Peabody soltó el perro y Blip se alejó para catalogar los árboles e investigar la casa. En cuan to a Peabody, estaba dispuesto a que la casa esperara. Que Polly se hiciera cargo de ella. Polly parecía muy dispuesta a ello.
—Parece muy bonita, ¿verdad? Esperemos que funcionen bien los grifos y los desagües.
Peabody observó que su mujer parecía encontrarse perfectamente a gusto entre las cofias y los delantales almidonados, también contratados por los admirables Eccles y Butts. Inmediatamente identificó el delantal de vasta cintura como a Romania, la mejor cocinera de Santa Gilda, según testimonio personal del mismo Butts. El más pequeño de los tres delantales huyó en medio de alborotadas risas a la cocina, en obediencia a órdenes severas escuchadas a Romania. La cena, al parecer, estaba servida y aguardaba a los señores. Eccles y Butts habían pensado en todo.
Cruzaron un patio enlosado, vicioso de plantas y parras sombrosas. La luz que salía por una ventana se reflejaba sobre el agua.
—¡Pero si hay un estanque! —dijo Polly—. Y es bastante grande. ¡Qué bien! Kitty no me dijo nada del estanque.
—Es una trampa para invitados inadvertidos. Me apuesto cualquier cosa a que más de uno se habrá caído dentro.

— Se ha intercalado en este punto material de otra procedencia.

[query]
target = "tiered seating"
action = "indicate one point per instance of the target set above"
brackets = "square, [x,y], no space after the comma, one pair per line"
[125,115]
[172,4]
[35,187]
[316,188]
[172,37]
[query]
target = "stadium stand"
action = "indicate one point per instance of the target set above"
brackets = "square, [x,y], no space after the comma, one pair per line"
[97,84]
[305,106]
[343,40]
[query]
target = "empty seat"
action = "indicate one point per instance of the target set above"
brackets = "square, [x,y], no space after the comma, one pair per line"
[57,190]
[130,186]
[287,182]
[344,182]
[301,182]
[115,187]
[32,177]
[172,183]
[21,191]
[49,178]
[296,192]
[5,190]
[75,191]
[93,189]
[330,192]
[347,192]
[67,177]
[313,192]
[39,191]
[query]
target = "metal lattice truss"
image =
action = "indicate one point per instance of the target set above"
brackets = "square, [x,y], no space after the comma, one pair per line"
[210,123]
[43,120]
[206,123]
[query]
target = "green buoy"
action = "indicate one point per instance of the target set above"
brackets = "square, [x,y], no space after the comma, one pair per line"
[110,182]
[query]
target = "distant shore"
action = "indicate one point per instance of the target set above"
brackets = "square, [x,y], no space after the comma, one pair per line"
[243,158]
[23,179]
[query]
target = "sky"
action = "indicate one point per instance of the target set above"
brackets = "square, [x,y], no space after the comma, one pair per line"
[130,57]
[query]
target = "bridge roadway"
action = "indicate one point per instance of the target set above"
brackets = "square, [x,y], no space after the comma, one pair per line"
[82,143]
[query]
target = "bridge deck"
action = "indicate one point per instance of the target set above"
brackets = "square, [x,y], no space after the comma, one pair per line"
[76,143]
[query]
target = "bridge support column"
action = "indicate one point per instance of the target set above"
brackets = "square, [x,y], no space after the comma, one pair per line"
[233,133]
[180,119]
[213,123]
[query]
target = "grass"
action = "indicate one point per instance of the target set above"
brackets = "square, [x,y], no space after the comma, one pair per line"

Llegada a la puerta de la casa, Polly se detuvo y miró con profundo interés alrededor.
—Es una casa magnífica. Ideal para tener gente convidada.
—Abandonad la esperanza todos lo que aquí entréis —dijo Peabody tétricamente.
—¿A qué viene decir eso? ¿No te gusta la casa?
—Me gusta la casa, desde luego. Pero yo creí que habíamos venido aquí para descansar. ¿Qué es eso que dices acerca de convidados?
—No quiero decir que vaya a dar fiestas, hombre. Pero ten en cuenta que Kitty ha escrito a todo el mundo aquí. Y si la gente está amable con uno, algo hay que hacer para corresponder. No he querido decir más que será fácil llevar esta casa, si Romania vale todo lo que dicen. Pero no tengas cuidado, que tú no tendrás que molestarte. Además, sabes perfectamente que te gusta la gente, una vez que la conoces, y en cualquier caso es bueno para ti conocer gente y tratarla.
—Ya —dijo Peabody—. Lo comprendo perfectamente. Perfectamente.